The shareholders of an embattled bank are braced for their lowest dividend payment to date, with a forecast that the payment per share will sink to as low as four cents, less than half of what was predicted.
Ahead of its full year 2018 financial results – due to be published on 14 February – AMP expects to report an underlying profit of “around $680m” and profit attributable to shareholders of “approximately $30m”.
Regarding shareholders, in a statement, AMP said, “Recognising the 2H 18 performance of the business, the related capital impacts and the uncertainties in the operating environment, the board anticipates declaring a final dividend of 4 cents per share.”
AMP’s 2018 interim dividend stood at $0.10 per share (50% franked), compared to a final dividend of 14.5 cents in 2017 (90% franked) and 14 cents in 2016 (90% franked). In 2007, the final value reached 24 cents (84% franked).
Payment of the 2018 full year dividend is due on 28 March.
The news is the latest in a series of blows to AMP shareholders. Last year, they staged the largest known “first strike” ever recorded by a top 50 Australian company when, during AMP’s annual meeting, 61.5% of investors voted against the firm’s executive pay structure.
In 2018, AMP was hit with five shareholder class actions, brought by Slater & Gordon, Quinn Emanuel Urquhart & Sullivan, Phi Finney McDonald, and Shine Lawyers.

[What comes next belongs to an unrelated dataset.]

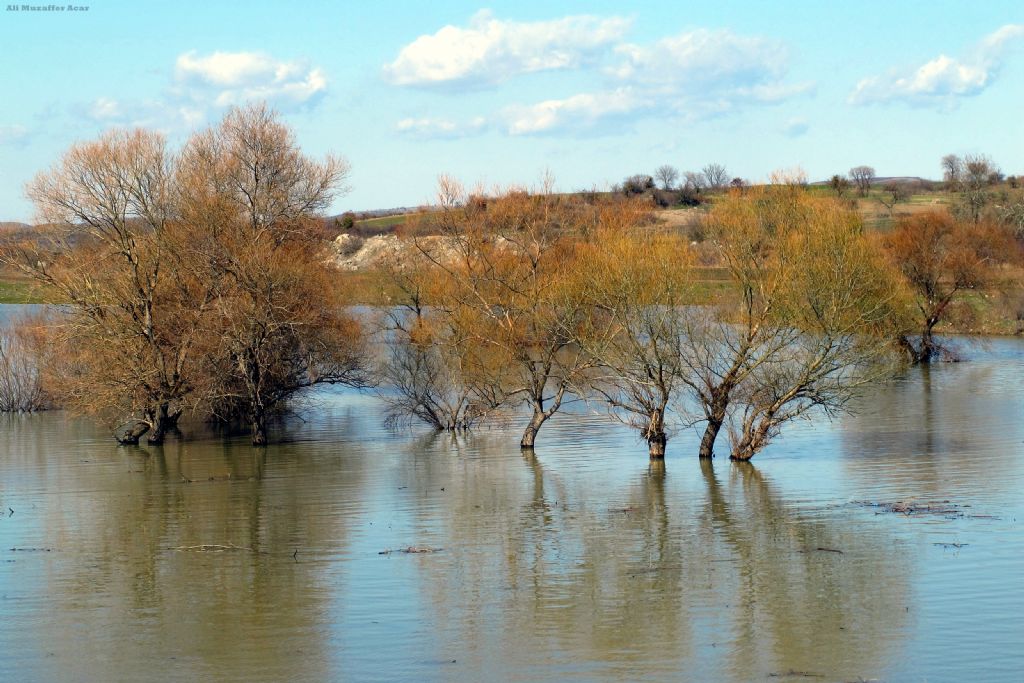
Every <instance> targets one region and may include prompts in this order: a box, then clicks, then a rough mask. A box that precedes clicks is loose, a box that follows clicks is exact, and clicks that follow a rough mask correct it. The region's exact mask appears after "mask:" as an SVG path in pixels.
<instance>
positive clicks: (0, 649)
mask: <svg viewBox="0 0 1024 683" xmlns="http://www.w3.org/2000/svg"><path fill="white" fill-rule="evenodd" d="M969 355H971V357H972V358H973V360H972V361H970V362H964V364H957V365H941V366H938V367H935V368H933V369H931V370H930V371H929V370H926V371H921V372H918V371H914V372H911V373H909V374H908V375H907V377H905V378H904V379H902V380H900V381H898V382H895V383H893V384H891V385H888V386H886V387H883V388H880V389H878V390H877V391H874V392H873V393H872V394H871V395H870V396H868V397H867V398H866V399H865V400H864V401H862V403H861V404H860V409H859V413H858V415H856V416H853V417H848V418H845V419H843V420H841V421H839V422H837V423H835V424H831V425H828V424H827V423H818V424H815V425H809V424H807V425H804V424H802V425H798V426H797V427H796V428H794V429H791V430H790V431H787V432H786V433H785V434H784V436H783V437H782V438H780V439H779V440H778V441H777V442H776V443H775V444H773V445H772V446H771V447H770V449H769V450H768V451H767V452H766V453H764V454H763V455H760V456H758V457H757V458H756V459H755V461H754V465H753V466H751V465H746V466H740V465H733V464H730V463H729V462H728V461H725V460H716V461H714V464H713V465H712V464H701V463H699V462H698V461H697V459H696V457H695V453H696V443H697V437H696V435H695V434H693V433H689V432H686V433H683V434H680V435H679V436H677V437H676V439H675V440H674V441H673V442H671V443H670V447H669V457H668V460H667V463H666V467H665V468H664V469H658V468H651V467H650V466H649V464H648V462H647V457H646V452H645V451H646V450H645V447H644V445H643V444H641V443H639V442H638V441H637V440H636V438H635V437H634V435H633V434H632V433H631V432H629V431H627V430H626V429H625V428H623V427H621V426H617V425H614V424H609V423H608V422H607V421H606V420H605V419H603V418H601V417H598V416H587V415H583V416H562V417H559V418H557V419H555V420H554V422H553V423H551V424H550V425H549V426H546V427H545V430H544V431H543V432H542V434H541V438H540V440H539V447H538V451H537V456H536V457H525V456H523V455H521V454H520V452H519V450H518V445H517V443H518V441H517V439H518V433H517V431H516V430H515V429H509V430H504V429H492V430H484V431H480V432H478V433H476V434H473V435H471V436H470V437H467V438H459V439H452V438H450V437H447V436H435V435H430V434H425V433H423V432H422V431H419V430H411V431H400V432H392V431H388V430H386V429H384V428H383V426H382V424H381V422H382V420H381V408H380V404H379V403H378V402H377V399H375V398H374V397H373V396H372V395H365V394H358V393H356V392H349V391H337V392H324V393H322V394H319V396H318V404H317V405H316V407H315V408H314V409H313V410H310V411H309V412H308V413H307V415H306V416H305V418H306V422H305V423H301V422H298V421H295V422H292V423H290V424H288V425H287V426H285V427H284V428H283V431H280V432H279V433H278V436H279V437H281V438H283V439H284V442H282V443H278V444H275V445H271V446H270V447H268V449H265V450H262V451H259V450H254V449H252V447H250V446H249V445H248V444H247V442H246V440H245V437H239V438H234V437H223V436H217V435H215V434H210V433H207V432H204V431H202V430H200V429H198V428H197V429H195V430H193V431H191V432H190V433H186V434H185V436H186V437H187V438H186V440H183V441H177V440H172V441H170V442H168V443H167V444H166V445H164V446H163V447H121V446H118V445H116V444H115V443H113V442H112V440H111V438H110V436H109V434H106V433H104V432H102V431H100V430H97V429H96V428H95V427H93V426H92V425H91V424H90V423H89V422H88V421H83V420H76V419H71V418H68V417H67V416H63V415H61V414H56V413H54V414H46V415H38V416H29V417H24V416H23V417H18V416H8V417H2V418H0V509H2V515H0V625H2V628H0V680H4V681H146V680H161V681H198V680H210V681H214V680H216V681H284V680H296V681H378V680H379V681H490V680H494V681H542V680H546V681H562V680H580V681H594V680H598V681H636V680H654V681H657V680H664V681H811V680H813V681H818V680H821V681H857V680H884V681H929V682H933V683H934V682H936V681H958V682H963V681H1021V680H1024V647H1022V646H1024V530H1022V526H1021V522H1022V521H1024V494H1022V492H1024V457H1022V455H1024V427H1022V422H1021V416H1022V414H1024V382H1022V379H1024V344H1022V343H1021V342H1019V341H1015V340H1002V341H996V342H993V343H992V344H991V345H990V347H989V348H986V349H976V350H973V351H971V352H970V354H969ZM186 432H188V430H186ZM897 501H902V502H913V504H915V505H916V506H918V508H919V512H915V513H912V514H907V513H894V512H890V511H888V510H887V509H886V508H883V507H879V505H878V504H885V503H895V502H897ZM926 505H931V506H932V511H925V512H922V511H920V509H921V508H922V507H924V506H926ZM410 548H413V549H418V550H432V551H433V552H418V553H404V552H400V551H401V550H403V549H407V550H408V549H410ZM386 551H394V552H390V553H388V552H386ZM382 553H383V554H382Z"/></svg>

In a statement AMP said its total business unit operating earnings for the second half of 2018 are expected to be approximately $220m, comprising around $325m from the retained businesses, Australian wealth management, AMP Capital, AMP Bank and New Zealand wealth management and advice.
A net operating loss of around $105m from the businesses is subject to a sale agreement with Resolution Life.
The firm’s 2019 AGM is scheduled for Thursday 2 May.